Per-bench MariaDB instances

By default a bench uses the shared system MariaDB — one server on :3306 that every bench and site connects to. This is the legacy behaviour and remains the default for any bench whose bench.toml does not set mariadb.instance.

bench new (on Linux) instead provisions each new bench its own MariaDB server: mariadb.instance = <bench-name>, run as the systemd template unit mariadb@<instance>, with its own datadir, socket, and TCP port.
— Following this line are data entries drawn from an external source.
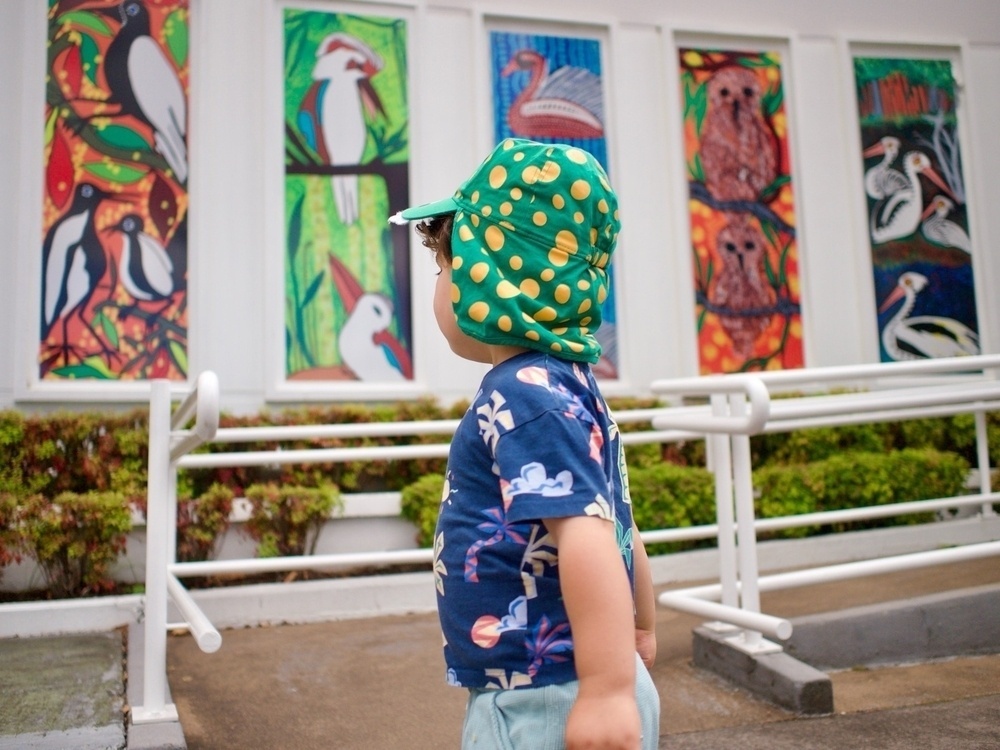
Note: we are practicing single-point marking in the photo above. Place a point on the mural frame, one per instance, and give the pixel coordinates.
(279, 387)
(954, 52)
(675, 39)
(586, 28)
(30, 386)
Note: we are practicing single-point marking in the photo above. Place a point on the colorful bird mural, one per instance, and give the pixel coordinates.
(144, 84)
(332, 114)
(936, 227)
(741, 289)
(566, 103)
(898, 215)
(366, 345)
(922, 336)
(882, 180)
(738, 148)
(73, 264)
(146, 268)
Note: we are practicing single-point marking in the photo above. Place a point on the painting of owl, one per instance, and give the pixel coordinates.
(741, 287)
(738, 148)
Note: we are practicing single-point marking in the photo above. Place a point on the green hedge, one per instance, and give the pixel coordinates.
(666, 496)
(92, 460)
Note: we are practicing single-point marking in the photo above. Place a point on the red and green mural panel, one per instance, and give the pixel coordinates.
(114, 235)
(741, 211)
(347, 270)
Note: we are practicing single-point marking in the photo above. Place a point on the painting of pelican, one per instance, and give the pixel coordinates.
(918, 219)
(347, 272)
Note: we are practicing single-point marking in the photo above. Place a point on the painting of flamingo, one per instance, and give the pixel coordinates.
(551, 89)
(565, 103)
(922, 254)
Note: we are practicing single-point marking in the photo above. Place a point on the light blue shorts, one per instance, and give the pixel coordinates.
(535, 718)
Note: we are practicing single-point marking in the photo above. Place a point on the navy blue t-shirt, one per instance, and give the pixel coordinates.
(537, 442)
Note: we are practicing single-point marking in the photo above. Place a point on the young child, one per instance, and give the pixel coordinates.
(544, 591)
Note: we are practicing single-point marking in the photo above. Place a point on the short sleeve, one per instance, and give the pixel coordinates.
(553, 466)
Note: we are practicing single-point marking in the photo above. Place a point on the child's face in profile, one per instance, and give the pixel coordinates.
(464, 346)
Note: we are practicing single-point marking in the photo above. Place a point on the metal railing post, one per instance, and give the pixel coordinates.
(154, 707)
(983, 459)
(745, 532)
(722, 468)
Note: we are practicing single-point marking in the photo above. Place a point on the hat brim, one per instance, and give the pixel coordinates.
(425, 211)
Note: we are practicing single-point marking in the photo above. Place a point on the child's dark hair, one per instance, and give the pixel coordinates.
(436, 234)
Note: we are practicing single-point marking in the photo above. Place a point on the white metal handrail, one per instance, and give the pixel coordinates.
(740, 584)
(739, 405)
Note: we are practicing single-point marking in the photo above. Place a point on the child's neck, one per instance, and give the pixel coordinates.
(500, 354)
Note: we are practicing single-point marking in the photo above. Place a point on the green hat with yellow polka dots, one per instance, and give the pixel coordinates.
(534, 230)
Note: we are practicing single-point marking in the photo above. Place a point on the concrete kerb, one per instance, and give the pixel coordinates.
(932, 627)
(954, 623)
(162, 735)
(777, 677)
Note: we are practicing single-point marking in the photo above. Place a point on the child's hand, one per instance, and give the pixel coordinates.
(645, 646)
(608, 722)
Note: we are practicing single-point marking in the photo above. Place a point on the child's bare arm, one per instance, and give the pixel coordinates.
(645, 603)
(598, 599)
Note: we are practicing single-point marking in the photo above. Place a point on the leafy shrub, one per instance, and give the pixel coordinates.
(663, 496)
(666, 496)
(854, 480)
(10, 542)
(201, 522)
(287, 520)
(75, 539)
(420, 503)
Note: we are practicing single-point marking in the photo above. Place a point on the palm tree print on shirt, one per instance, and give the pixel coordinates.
(491, 419)
(547, 644)
(499, 530)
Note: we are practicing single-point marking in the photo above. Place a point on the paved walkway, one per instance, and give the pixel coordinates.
(378, 683)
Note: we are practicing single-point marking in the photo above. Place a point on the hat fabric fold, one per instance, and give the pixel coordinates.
(535, 227)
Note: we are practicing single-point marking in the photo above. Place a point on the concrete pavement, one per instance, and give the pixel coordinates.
(378, 683)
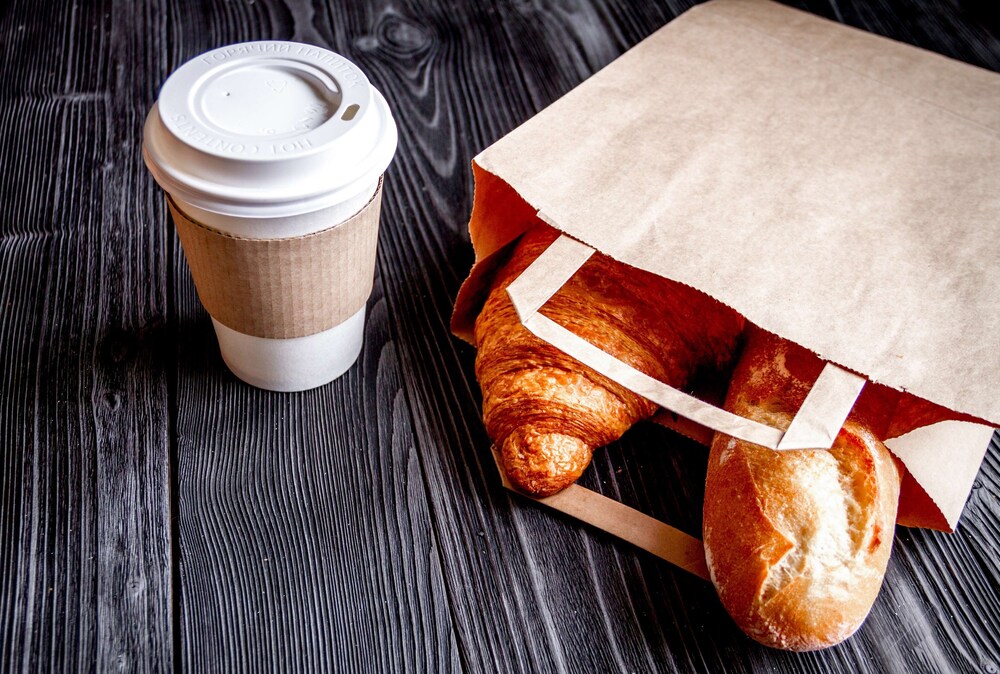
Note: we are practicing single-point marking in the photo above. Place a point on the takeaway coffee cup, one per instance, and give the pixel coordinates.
(271, 156)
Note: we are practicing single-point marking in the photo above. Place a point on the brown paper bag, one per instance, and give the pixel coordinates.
(834, 187)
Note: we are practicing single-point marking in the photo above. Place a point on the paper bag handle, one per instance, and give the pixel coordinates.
(815, 425)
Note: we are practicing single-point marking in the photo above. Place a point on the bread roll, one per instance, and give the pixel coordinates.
(797, 542)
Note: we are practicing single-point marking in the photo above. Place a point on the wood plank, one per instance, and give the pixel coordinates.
(305, 538)
(532, 591)
(85, 509)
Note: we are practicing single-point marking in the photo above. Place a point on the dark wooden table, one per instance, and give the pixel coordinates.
(158, 514)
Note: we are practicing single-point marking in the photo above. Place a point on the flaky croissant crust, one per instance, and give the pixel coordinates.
(545, 410)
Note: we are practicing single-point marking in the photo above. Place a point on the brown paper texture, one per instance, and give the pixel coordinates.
(815, 425)
(834, 187)
(283, 288)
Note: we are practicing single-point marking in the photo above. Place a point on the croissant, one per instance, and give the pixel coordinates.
(545, 410)
(797, 542)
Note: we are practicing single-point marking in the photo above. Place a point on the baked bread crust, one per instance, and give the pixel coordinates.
(545, 410)
(797, 542)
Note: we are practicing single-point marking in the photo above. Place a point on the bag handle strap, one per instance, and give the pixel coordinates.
(815, 425)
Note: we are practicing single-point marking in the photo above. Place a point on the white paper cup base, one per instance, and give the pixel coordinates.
(296, 364)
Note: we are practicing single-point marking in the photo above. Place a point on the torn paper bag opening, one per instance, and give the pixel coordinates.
(835, 188)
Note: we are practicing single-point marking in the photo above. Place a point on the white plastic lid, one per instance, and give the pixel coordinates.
(268, 129)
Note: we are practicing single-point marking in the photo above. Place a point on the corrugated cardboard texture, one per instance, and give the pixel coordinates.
(283, 288)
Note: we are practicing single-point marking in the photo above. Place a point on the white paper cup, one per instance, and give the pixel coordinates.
(272, 140)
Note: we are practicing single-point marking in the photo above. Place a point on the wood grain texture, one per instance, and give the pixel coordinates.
(85, 510)
(157, 514)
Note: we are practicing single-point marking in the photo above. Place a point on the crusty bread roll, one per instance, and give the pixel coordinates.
(797, 542)
(545, 410)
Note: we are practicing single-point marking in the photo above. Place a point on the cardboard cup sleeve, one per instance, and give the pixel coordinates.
(286, 287)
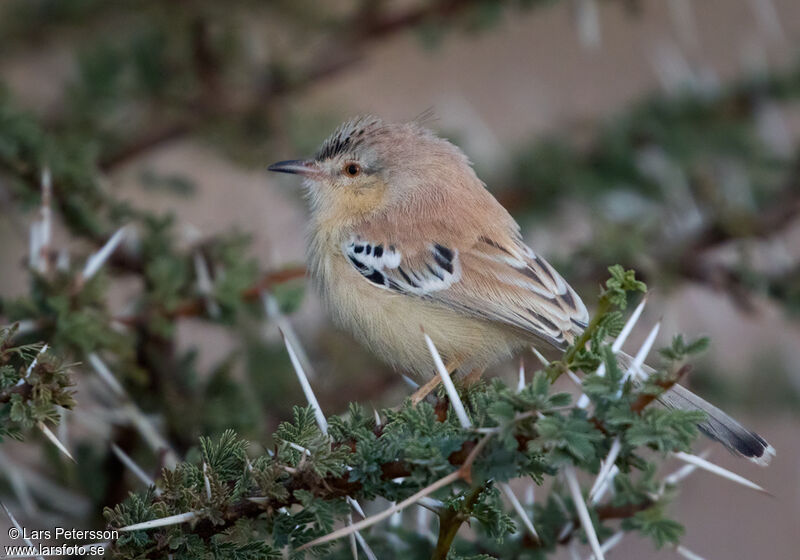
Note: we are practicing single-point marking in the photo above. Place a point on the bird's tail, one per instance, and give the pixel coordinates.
(721, 427)
(718, 426)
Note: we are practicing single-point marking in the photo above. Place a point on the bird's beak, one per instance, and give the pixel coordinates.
(304, 167)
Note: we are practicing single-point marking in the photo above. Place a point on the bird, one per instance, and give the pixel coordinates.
(404, 236)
Why a server per bench, not just a database per bench

The shared server already gives each site its own database and user, so the motivation is isolation at the server level:

  • Independent snapshots & rollback. ZFS snapshots and rollbacks operate on a bench's own datadir. With one shared datadir under /var/lib/mysql, rolling one bench's database back to a snapshot would roll back every bench's data. A datadir per instance (/var/lib/mysql-<instance>) makes snapshot/restore truly per-bench — the reason the datadir is a sibling path, never nested.
  • Blast-radius containment. A runaway query, a crash, a corrupted table, or a DROP/restore in one bench cannot affect another. Resource limits (buffer pool, connections) are per server.
  • Independent lifecycle & config. Each bench can run a different server config, be started/stopped/upgraded on its own, and be torn down by simply removing its instance — without coordinating with other tenants of a shared server.
  • Parity with production multitenancy. Each bench is a self-contained unit (apps, sites, redis, processes — and now its database), which matches how benches are otherwise isolated on disk and in the process manager.

The trade-off is higher memory use (each server has its own InnoDB buffer pool), so the shared mode stays fully supported for small or single-bench hosts.

How it works (Linux)

  1. Config group. _write_instance_config writes [mariadbd.<instance>] (datadir, socket, port, pid-file, bind-address) to /etc/mysql/mariadb.conf.d/99-bench-<instance>.cnf. The packaged mariadb@.service starts mariadbd --defaults-group-suffix=.<instance>, so only that instance reads this group; the shared server ignores it. The 99- prefix / mariadb.conf.d/ location matters: that directory is included after conf.d/ and after 50-server.cnf, whose base [mariadbd] sets a pid-file. Read any earlier, the instance's pid-file would be silently overridden back to the shared default and collide.
  2. Datadir. A mysql-owned datadir is created at /var/lib/mysql-<instance> (a sibling of /var/lib/mysql, never nested — see above). When the bench's [volume] is enabled, its ZFS mariadb dataset is mounted here first, so the database lives on ZFS; otherwise it is a plain directory.
  3. Start & secure. systemctl enable --now mariadb@<instance> starts the server (its ExecStartPre runs mariadb-install-db to initialise the datadir), then the root password from bench.toml is set the same way a fresh shared install is secured.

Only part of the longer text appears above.